Mexican Green Bean Salad

Prep Time 15 mins
Cook Time 10 mins
Marinating 30 mins
Total Time 55 mins
Servings 4 servings

Make sure to use the freshest green beans you can find. Good green beans should feel firm and should snap in half, not bend, when you try to bend them.


  • 1 pound fresh green beans, strings removed, ends snapped off, cut in half into about 1 1/2 inch length pieces
  • 1/4 cup onion, finely chopped
  • 2 tablespoons lime juice or white vinegar
  • 1 tablespoon extra virgin olive oil
  • 1/2 teaspoon sea salt
  • 1/2 teaspoon dried oregano (Mexican oregano if you can get it)
  • 3/4 cup packed, chopped cilantro
  • 1/3 cup canned, pickled jalapeño chili peppers, sliced
  • 1/3 cup chopped red onion
  • 1/2 cup crumbled cotija cheese (salty Mexican cheese that resembles feta)
  • 1/2 avocado, sliced or cut into inch long pieces
  • 1 medium tomato, cut into 8 wedges, or a cup of halved cherry tomatoes


  1. Simmer the green beans:

    Bring a large saucepan of salted water to a boil.
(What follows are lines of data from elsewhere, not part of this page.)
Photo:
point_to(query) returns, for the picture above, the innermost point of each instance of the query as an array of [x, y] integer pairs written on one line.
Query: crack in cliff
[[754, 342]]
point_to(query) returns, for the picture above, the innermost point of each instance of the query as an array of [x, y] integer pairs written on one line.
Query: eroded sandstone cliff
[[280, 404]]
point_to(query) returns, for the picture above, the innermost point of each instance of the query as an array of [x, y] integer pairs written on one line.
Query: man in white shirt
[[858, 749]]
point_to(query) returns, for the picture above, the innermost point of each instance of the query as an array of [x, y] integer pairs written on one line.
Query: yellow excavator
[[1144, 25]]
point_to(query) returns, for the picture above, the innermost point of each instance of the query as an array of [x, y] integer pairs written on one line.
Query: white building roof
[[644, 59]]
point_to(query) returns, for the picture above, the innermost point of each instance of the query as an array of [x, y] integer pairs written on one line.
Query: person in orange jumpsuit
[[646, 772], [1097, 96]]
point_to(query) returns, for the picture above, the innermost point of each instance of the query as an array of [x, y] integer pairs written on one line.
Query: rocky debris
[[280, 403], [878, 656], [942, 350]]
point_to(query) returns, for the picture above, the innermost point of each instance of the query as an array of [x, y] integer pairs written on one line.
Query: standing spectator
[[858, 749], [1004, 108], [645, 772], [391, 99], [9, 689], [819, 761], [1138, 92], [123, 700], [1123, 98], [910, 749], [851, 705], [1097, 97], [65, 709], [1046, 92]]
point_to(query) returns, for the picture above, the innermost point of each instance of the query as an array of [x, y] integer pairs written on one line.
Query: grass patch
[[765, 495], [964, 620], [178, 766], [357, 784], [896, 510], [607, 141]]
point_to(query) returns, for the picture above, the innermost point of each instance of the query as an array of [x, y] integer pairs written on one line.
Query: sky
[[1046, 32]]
Add the beans and simmer until just crisp tender, about 5 minutes.

    Drain the beans and run cold water over them to cool them quickly. Drain completely.

  2. Marinate in dressing ingredients:

    Place beans in a large bowl. Gently mix in the the lime juice or vinegar, olive oil, 1/4 cup onion, sliced pickled jalapeños, sea salt, oregano and cilantro.

    Let sit for half an hour.

  3. Mix in red onion and cheese:

    When ready to serve, gently mix in the chopped red onion and cotija cheese.

    Serve the avocado slices and tomato wedges on the side or mixed into the salad.